The US Federal Communications Commission (FCC) has initiated a consultation process regarding its proposed cybersecurity labelling framework for IoT. This initiative seeks input and feedback from industry stakeholders, users, and the general public.
The FCC is suggesting the implementation of a cybersecurity labelling system for consumer IoT and smart devices. This system aims to empower consumers to select products that come with a cybersecurity assurance and regular security updates. The Commission anticipates that this new labelling approach will bolster consumer trust and confidence in the security of interconnected devices.
A comprehensive overview of this proposed framework can be found in the FCC 23-65A1 NPRM document.
It’s important to note that the US Cyber Trust Mark is a voluntary program, unlike similar mandatory schemes in Europe. Manufacturers who opt for this certification commit to maintaining the security and timely patching of their devices.
The FCC is currently deliberating various aspects of the proposed framework. One unresolved issue is the mechanism for enforcing compliance among Trust Mark holders who neglect to update their IoT device security. Presently, the FCC is considering civil litigation as a primary enforcement avenue but is also exploring alternative options.
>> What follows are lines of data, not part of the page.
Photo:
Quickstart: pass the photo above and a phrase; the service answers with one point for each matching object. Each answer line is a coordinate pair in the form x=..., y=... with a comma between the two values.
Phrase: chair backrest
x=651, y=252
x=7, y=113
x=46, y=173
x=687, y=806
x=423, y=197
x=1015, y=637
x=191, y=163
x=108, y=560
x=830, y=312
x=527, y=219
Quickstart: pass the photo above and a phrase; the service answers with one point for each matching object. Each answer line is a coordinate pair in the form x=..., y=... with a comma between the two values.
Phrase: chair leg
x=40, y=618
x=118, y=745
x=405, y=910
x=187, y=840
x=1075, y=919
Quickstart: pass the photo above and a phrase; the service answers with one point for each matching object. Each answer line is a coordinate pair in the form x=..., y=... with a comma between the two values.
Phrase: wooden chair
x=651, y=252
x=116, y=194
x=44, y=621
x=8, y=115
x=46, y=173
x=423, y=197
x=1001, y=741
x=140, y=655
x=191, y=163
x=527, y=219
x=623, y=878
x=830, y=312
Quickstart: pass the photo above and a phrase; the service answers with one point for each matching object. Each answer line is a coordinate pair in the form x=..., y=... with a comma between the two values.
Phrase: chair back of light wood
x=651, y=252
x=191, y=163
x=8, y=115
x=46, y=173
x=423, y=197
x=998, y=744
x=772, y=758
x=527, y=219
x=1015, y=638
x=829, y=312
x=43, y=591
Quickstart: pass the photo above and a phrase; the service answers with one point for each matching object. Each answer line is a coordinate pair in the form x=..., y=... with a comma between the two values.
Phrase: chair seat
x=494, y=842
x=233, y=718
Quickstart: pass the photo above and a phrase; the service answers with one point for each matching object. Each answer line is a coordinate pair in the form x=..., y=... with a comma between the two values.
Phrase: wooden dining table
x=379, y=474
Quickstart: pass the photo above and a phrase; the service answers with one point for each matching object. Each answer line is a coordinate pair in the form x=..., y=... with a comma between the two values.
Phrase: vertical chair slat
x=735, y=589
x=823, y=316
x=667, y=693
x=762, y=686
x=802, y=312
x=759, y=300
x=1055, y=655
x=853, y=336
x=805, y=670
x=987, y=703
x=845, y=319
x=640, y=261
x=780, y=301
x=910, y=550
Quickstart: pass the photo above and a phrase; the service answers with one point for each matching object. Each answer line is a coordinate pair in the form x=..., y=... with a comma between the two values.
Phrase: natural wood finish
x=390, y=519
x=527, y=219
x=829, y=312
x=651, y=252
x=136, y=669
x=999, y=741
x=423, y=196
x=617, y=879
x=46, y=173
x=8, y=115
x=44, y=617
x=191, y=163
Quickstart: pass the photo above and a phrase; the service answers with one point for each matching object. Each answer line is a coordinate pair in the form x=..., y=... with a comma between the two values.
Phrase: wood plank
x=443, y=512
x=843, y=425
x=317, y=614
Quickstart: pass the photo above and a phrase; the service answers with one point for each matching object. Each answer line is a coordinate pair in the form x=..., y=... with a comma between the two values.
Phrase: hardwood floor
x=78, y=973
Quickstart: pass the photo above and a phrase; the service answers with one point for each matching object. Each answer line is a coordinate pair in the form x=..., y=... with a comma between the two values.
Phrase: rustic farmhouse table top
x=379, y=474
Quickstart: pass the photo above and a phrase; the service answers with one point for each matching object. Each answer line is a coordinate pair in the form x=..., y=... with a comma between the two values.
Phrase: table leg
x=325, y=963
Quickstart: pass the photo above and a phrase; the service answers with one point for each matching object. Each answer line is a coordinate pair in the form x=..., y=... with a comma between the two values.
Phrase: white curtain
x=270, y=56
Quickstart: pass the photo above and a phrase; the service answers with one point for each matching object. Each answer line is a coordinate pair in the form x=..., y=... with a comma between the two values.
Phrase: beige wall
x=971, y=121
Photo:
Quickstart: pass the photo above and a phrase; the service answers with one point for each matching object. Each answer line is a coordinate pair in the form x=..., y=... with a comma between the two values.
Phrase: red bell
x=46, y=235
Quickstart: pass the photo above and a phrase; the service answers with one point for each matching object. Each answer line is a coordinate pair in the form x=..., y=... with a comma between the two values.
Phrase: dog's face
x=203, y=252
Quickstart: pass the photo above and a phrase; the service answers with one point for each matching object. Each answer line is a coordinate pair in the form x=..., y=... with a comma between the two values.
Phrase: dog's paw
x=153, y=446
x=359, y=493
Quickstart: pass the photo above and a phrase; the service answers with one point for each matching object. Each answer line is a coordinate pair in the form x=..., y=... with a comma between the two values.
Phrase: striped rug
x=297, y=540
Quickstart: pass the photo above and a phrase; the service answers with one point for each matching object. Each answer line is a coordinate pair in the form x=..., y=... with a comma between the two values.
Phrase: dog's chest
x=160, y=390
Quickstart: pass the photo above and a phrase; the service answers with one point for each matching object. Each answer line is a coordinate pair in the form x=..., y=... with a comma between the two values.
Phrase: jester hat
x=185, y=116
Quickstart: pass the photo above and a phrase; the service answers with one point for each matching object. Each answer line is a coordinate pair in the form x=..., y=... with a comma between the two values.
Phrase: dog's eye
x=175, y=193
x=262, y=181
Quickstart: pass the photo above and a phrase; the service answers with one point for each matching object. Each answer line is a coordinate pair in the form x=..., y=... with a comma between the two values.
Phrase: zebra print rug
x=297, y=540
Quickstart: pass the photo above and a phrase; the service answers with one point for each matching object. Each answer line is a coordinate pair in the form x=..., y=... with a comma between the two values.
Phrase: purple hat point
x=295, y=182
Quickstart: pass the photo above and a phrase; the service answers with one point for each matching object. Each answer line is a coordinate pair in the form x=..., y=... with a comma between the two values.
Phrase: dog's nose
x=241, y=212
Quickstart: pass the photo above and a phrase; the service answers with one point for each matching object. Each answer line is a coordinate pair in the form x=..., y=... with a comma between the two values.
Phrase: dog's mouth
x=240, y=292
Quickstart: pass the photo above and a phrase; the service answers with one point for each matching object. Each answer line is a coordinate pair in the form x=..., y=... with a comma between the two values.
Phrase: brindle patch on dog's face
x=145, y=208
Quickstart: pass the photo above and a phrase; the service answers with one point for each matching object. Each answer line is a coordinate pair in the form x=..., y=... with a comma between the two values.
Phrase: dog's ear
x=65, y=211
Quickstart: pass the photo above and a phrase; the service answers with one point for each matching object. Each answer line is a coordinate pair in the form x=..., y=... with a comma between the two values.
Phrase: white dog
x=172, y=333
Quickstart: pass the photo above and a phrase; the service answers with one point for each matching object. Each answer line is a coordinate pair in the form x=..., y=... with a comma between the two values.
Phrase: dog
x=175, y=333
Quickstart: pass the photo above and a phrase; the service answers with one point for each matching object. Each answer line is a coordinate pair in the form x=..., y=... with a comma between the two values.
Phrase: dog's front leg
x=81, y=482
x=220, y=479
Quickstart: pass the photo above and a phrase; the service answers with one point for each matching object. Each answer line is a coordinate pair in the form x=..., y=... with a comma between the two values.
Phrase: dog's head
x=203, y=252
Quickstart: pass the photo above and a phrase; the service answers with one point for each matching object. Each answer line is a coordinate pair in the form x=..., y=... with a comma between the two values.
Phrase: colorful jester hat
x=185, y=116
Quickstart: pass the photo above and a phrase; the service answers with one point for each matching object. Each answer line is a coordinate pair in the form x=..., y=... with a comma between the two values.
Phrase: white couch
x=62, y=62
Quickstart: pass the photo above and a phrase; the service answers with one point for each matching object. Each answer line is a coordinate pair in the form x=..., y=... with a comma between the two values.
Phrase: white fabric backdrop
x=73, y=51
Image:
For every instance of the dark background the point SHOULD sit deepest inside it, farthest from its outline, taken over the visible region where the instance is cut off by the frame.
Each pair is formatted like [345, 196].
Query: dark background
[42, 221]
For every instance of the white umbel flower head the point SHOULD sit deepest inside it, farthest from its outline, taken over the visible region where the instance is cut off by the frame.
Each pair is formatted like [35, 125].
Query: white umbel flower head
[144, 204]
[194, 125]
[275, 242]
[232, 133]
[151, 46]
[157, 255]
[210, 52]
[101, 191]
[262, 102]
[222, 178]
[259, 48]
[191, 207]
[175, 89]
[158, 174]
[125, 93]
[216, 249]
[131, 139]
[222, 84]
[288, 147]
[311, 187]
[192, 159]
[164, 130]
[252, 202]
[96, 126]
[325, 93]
Additionally, the scope of the Trust Mark is still under consideration. As of now, it encompasses smart home devices, fitness monitors, and select consumer gadgets. However, it is likely to expand to include Internet equipment such as routers.
Another area of uncertainty is the extent of data requirements imposed on manufacturers and the level of transparency expected regarding how companies utilise data collected from consumer devices. This encompasses not only the devices themselves but also smartphone applications, cloud platforms, and analytics.
The consultation period is open for initial comments until September 24th, with responses accepted until October 10th.